A ofensiva foi seguida por reações iranianas direcionadas a países da região, incluindo Israel e nações que abrigam bases militares americanas, ampliando o risco de uma escalada regional.
O Irã, com mais de 90 milhões de habitantes, é governado por uma teocracia consolidada após a Revolução Islâmica de 1979.
Embora possua instituições formais, como presidente e parlamento, o poder está concentrado no líder supremo, o aiatolá, que exerce autoridade final sobre decisões políticas, militares e religiosas, tornando o regime menos suscetível a pressões externas.

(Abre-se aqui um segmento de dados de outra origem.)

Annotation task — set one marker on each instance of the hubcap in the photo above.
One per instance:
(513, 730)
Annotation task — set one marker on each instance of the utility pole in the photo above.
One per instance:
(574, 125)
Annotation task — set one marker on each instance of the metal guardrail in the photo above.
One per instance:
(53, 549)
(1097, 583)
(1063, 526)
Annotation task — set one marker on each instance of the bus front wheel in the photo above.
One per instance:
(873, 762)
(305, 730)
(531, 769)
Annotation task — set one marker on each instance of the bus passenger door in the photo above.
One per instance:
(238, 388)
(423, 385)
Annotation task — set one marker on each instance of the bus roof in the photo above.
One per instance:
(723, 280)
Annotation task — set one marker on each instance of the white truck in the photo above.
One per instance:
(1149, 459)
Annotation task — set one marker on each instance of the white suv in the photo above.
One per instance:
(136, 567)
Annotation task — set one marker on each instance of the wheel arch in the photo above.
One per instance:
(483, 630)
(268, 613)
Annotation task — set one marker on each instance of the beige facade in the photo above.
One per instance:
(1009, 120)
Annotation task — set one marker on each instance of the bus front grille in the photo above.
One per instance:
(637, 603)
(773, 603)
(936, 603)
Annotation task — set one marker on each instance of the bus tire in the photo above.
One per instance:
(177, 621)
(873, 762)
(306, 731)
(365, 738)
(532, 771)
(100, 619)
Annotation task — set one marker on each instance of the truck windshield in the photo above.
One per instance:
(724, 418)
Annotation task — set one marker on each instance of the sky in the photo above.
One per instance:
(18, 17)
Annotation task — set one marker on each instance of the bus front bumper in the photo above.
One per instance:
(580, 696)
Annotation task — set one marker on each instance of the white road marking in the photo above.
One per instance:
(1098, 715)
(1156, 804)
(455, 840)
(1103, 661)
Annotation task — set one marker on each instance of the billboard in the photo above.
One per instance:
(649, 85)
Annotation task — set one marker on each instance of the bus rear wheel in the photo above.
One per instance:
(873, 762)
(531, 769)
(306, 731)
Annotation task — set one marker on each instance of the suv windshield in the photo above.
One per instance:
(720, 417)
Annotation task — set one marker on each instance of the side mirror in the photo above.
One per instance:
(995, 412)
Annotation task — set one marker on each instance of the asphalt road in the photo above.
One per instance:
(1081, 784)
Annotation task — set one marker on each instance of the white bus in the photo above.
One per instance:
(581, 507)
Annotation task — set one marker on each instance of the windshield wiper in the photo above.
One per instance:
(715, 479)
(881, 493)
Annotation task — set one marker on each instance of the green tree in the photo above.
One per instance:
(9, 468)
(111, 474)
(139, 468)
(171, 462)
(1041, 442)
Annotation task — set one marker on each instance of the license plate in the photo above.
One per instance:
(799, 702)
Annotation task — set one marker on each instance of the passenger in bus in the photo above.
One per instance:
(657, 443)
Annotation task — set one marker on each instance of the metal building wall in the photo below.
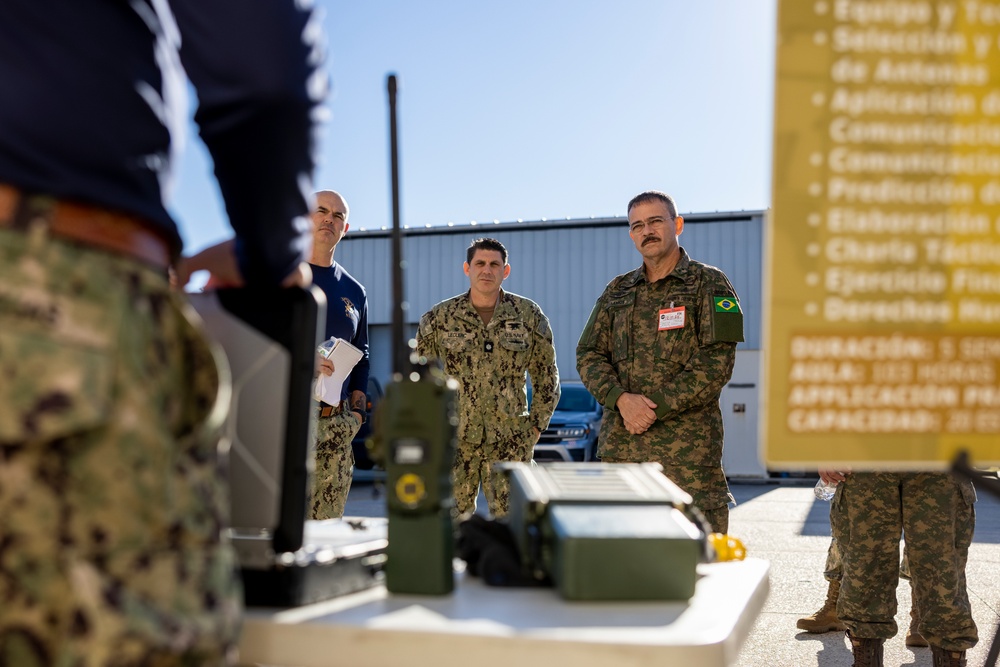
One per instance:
(562, 265)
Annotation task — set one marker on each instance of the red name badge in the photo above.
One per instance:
(672, 318)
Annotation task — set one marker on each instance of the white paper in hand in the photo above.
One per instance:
(345, 357)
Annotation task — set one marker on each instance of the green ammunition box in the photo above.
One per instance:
(604, 531)
(623, 552)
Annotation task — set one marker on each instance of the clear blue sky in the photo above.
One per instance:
(531, 109)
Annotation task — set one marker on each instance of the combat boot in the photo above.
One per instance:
(867, 652)
(945, 658)
(913, 636)
(824, 620)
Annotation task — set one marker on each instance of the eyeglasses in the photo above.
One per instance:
(653, 224)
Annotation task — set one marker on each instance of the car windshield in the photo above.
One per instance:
(576, 399)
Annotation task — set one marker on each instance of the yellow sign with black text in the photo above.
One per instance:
(883, 331)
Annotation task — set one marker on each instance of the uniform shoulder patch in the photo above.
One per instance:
(727, 319)
(726, 304)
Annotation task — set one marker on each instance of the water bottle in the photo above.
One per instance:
(825, 490)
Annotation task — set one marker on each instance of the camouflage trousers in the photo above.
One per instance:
(334, 464)
(834, 569)
(113, 504)
(938, 517)
(474, 466)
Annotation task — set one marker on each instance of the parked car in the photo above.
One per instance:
(362, 461)
(574, 427)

As justificativas oficiais de Washington e Tel Aviv envolvem preocupações com a segurança internacional, especialmente com o avanço do programa nuclear iraniano.
Entretanto, o ataque ocorreu em meio a negociações diplomáticas entre Estados Unidos e Irã sobre o tema. Para parte dos analistas, a ofensiva indica uma estratégia de pressão militar para redefinir os termos da negociação, elevando o custo político de Teerã em manter sua posição.
Os impactos econômicos já são perceptíveis. O Irã anunciou o fechamento do Estreito de Ormuz, rota por onde passa cerca de 20% do petróleo mundial, provocando alta nos preços da energia.
Para o Brasil, os efeitos são ambíguos, pois a valorização do petróleo pode beneficiar exportações e receitas da Petrobras. No entanto, o país também depende da importação de combustíveis refinados e fertilizantes, o que tende a pressionar a inflação e os custos agrícolas.
Além disso, no plano internacional, juristas alertam que ataques preventivos baseados em alegações de ameaça iminente podem enfraquecer o sistema jurídico internacional estabelecido após a Segunda Guerra Mundial.
Mais do que um episódio isolado, o conflito reflete um cenário mais amplo de erosão da ordem internacional, marcado pelo enfraquecimento de instituições multilaterais e pela crescente disposição das potências em recorrer ao uso da força para resolver disputas estratégicas.